Hai mai pensato che guadagnare di più ti renderà automaticamente più felice? La scienza dice che non è così semplice. Esiste una soglia precisa oltre la quale il denaro perde il suo potere sulla nostra felicità. E la cosa più sorprendente? Quasi nessuno ne è consapevole.

La soglia invisibile: quando il denaro smette di fare la differenza

Secondo uno studio internazionale pubblicato su Nature Sustainability, esiste un punto oltre il quale avere più soldi non aumenta più la soddisfazione personale. I ricercatori hanno individuato questa soglia intorno ai 101.201 euro all’anno—una cifra che, seppur elevata, rappresenta un target per molti lavoratori nei paesi sviluppati.

Fino a quella cifra, i guadagni aiutano a coprire ciò che conta: sicurezza, stabilità, salute e autonomia. Ma superata questa linea invisibile, la curva della felicità si appiattisce. Guadagnare il doppio può portare solo a più stress, meno tempo libero e aspettative sempre crescenti.

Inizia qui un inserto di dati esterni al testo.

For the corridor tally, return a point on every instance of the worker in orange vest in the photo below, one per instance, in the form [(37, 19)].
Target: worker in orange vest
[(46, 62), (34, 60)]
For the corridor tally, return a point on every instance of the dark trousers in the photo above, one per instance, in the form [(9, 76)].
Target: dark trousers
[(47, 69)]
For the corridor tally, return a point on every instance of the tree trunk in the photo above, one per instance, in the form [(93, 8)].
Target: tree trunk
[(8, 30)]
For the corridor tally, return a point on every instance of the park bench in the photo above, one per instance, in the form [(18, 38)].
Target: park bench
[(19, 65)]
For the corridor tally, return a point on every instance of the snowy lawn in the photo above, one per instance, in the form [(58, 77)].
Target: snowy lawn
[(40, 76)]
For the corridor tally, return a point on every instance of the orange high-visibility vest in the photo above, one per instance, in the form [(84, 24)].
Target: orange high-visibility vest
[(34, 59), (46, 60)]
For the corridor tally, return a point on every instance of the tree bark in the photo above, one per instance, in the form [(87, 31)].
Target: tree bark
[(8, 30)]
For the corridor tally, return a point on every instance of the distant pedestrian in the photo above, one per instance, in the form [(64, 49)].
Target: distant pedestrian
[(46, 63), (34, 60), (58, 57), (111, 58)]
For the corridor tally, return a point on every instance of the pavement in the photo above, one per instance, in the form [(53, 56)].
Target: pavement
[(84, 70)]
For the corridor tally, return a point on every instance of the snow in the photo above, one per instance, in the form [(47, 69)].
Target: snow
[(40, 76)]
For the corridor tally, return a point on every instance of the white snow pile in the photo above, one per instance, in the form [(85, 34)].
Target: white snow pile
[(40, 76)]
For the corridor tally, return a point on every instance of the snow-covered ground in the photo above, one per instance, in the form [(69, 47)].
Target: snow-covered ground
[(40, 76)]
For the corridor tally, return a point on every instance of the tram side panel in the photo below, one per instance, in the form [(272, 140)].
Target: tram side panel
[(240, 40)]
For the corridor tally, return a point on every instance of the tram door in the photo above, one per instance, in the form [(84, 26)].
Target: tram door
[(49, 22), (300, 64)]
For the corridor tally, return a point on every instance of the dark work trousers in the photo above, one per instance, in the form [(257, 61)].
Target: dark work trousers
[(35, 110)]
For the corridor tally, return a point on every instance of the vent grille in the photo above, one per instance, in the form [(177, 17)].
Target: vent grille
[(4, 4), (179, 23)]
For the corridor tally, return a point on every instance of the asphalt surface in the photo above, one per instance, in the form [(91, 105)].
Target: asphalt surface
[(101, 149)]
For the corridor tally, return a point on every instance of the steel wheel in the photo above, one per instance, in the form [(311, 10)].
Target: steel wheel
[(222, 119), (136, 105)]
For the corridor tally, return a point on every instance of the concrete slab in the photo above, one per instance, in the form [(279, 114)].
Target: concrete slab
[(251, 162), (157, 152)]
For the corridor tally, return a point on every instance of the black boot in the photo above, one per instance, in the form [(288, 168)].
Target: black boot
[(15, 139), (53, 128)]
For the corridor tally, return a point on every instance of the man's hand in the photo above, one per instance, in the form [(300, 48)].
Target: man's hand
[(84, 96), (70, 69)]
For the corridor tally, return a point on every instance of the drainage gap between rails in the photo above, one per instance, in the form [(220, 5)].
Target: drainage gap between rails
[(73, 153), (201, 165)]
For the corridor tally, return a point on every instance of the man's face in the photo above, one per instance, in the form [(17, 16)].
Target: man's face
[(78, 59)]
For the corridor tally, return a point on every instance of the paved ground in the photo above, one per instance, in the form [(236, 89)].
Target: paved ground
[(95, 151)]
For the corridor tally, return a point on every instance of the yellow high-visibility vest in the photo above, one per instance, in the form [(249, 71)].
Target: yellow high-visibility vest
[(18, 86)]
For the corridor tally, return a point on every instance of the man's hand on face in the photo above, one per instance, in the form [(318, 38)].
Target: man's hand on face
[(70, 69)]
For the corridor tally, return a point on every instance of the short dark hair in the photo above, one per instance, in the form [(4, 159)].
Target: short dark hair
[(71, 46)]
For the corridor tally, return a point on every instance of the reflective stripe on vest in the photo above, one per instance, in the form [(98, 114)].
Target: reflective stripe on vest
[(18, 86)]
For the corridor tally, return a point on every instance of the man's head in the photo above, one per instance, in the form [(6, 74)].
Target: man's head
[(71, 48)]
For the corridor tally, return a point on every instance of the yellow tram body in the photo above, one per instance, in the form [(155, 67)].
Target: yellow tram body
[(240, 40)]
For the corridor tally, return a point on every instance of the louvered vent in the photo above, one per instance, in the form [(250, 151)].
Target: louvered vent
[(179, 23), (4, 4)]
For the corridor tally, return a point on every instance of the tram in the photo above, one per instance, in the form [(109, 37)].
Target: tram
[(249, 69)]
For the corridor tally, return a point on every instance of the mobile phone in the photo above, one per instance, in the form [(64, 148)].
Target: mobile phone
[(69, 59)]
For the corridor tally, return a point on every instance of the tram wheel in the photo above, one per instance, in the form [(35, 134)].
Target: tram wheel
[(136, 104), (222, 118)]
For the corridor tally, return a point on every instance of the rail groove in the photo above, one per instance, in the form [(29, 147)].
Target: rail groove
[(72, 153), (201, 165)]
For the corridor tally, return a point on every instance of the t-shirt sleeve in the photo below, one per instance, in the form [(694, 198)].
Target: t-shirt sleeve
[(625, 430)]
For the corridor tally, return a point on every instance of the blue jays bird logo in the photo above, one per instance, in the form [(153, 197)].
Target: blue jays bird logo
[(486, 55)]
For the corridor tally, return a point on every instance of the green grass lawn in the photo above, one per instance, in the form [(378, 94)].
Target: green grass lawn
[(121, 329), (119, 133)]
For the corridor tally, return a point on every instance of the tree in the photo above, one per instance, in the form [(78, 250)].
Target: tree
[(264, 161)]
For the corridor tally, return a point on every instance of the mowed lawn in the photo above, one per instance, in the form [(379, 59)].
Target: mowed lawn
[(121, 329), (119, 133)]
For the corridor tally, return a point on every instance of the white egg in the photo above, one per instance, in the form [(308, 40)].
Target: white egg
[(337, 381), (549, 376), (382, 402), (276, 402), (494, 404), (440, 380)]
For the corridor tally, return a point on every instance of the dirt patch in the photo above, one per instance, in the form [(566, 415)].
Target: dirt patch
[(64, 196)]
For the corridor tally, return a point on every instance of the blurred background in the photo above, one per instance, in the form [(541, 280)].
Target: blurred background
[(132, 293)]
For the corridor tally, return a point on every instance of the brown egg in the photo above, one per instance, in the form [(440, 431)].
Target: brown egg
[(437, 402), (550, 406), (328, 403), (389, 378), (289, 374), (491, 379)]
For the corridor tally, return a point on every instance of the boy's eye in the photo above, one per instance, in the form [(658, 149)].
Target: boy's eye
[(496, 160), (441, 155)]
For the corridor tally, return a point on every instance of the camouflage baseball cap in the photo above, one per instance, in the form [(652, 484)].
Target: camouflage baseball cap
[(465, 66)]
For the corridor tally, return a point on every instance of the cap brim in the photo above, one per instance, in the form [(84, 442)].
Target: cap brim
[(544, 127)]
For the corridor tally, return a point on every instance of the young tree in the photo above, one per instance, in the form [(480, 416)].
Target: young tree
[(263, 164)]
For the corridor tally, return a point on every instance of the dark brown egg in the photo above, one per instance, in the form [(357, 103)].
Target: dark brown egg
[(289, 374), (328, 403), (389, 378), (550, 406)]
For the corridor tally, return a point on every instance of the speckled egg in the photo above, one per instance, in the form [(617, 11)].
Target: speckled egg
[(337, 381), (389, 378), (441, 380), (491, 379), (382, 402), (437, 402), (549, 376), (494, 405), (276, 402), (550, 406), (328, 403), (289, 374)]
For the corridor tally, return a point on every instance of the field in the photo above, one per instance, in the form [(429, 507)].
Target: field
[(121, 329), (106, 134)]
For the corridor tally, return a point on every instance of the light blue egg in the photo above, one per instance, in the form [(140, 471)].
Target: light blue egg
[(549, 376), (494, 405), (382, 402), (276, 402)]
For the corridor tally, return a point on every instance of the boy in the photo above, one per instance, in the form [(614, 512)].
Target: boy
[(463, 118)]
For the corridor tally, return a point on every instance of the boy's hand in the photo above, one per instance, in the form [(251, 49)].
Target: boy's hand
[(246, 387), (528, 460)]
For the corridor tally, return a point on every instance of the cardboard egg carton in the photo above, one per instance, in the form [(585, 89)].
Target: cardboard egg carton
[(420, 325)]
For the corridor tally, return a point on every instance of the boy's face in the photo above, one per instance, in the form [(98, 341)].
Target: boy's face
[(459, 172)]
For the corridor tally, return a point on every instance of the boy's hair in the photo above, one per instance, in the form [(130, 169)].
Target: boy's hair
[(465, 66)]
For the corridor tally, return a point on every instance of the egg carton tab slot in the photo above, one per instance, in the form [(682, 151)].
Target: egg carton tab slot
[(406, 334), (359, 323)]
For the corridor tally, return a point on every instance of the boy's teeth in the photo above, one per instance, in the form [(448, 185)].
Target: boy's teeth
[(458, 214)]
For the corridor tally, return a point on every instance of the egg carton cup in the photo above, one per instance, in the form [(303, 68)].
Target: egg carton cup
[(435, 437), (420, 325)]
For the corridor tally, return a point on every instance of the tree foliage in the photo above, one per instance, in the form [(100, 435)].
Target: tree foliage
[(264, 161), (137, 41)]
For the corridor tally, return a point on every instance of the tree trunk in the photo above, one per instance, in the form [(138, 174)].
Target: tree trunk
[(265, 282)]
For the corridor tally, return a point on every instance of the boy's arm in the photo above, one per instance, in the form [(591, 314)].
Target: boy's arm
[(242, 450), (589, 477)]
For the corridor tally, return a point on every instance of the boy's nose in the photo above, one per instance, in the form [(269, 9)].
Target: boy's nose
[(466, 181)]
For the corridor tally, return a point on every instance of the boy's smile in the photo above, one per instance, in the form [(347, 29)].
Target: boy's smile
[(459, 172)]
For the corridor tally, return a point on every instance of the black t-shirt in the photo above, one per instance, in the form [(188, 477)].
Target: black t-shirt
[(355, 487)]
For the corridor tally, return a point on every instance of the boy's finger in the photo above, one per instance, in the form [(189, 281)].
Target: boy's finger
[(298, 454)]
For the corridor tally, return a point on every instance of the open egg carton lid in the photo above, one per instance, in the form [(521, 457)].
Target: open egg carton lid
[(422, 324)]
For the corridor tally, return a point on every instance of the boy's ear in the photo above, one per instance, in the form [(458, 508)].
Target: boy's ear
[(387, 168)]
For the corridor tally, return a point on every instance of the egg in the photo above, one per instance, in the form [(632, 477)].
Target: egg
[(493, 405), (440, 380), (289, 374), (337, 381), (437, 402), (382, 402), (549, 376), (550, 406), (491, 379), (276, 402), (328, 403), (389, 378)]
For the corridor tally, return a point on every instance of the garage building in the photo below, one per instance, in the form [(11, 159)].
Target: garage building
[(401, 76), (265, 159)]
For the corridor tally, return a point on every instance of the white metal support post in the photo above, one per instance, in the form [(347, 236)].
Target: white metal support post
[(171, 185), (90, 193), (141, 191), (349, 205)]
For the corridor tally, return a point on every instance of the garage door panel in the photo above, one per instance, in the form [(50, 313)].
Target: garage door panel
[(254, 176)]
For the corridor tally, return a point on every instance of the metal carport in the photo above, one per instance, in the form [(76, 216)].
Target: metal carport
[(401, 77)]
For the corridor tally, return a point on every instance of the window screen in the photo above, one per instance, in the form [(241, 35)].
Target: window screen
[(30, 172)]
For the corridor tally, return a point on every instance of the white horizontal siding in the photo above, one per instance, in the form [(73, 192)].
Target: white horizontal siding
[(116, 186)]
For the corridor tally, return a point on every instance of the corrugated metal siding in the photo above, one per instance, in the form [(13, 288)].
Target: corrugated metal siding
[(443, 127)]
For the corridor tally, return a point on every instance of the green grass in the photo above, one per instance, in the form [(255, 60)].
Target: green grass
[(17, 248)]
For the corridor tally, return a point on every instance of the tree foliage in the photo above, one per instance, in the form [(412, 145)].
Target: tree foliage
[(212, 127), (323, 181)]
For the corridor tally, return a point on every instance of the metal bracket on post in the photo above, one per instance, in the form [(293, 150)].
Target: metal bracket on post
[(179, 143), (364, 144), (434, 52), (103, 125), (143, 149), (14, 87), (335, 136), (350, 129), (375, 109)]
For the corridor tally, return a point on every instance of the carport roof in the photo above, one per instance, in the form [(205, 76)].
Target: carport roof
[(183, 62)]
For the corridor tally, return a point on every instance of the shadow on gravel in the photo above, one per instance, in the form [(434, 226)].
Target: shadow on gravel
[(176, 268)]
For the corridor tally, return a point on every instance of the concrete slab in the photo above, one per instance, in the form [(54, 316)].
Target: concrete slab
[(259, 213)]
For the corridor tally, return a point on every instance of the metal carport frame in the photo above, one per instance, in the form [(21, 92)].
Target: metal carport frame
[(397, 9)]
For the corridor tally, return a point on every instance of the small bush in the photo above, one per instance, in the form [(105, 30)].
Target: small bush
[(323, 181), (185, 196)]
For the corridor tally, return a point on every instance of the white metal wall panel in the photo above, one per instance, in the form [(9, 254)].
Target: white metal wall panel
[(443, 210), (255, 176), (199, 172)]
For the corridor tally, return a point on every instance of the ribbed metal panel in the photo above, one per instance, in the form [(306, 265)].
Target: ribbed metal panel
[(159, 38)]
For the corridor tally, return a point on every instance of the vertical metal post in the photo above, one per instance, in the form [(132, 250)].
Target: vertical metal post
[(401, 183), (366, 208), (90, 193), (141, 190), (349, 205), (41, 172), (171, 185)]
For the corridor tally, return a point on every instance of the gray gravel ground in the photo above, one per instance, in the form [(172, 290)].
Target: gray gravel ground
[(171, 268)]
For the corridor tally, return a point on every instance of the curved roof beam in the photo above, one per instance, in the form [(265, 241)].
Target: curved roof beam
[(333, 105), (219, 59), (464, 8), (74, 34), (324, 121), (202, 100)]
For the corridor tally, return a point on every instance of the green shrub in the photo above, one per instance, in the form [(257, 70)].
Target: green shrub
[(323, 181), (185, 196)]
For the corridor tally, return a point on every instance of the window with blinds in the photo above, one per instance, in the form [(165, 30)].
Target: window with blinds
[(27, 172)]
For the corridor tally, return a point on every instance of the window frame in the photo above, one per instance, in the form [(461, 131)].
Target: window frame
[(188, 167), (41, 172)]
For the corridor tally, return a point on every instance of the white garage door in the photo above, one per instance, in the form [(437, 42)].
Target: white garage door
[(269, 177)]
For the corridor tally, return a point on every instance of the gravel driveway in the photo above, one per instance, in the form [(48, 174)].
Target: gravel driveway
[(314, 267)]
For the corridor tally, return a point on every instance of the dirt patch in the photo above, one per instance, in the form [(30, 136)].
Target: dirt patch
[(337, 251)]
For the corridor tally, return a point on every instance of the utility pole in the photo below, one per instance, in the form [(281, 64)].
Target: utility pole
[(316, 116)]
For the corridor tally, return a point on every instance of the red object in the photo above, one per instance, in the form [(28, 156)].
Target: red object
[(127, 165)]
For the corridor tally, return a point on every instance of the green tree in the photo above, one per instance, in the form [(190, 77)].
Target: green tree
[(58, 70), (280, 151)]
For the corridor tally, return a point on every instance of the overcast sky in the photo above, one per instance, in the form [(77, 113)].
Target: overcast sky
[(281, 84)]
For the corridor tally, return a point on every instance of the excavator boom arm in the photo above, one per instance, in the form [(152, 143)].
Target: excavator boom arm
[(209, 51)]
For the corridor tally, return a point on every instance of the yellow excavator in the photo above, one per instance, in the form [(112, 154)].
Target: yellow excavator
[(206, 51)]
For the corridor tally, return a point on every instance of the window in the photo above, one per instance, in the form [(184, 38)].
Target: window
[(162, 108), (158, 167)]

Il mito della ricchezza illimitata

Un dato interessante? Pochissimi aspirano davvero alla ricchezza senza limiti. La maggior parte delle persone, in realtà, sogna una vita comoda, stabile e serena. Non lusso eccessivo, non auto da sogno, ma più tempo per sé, per la famiglia, per fare ciò che conta.

Questo contrasta fortemente con l’ideologia consumistica, che ci spinge a desiderare di più. Pubblicità, social e cultura del successo ci convincono che accumulare ricchezze sia la chiave per essere felici. Ma la scienza non conferma questa convinzione.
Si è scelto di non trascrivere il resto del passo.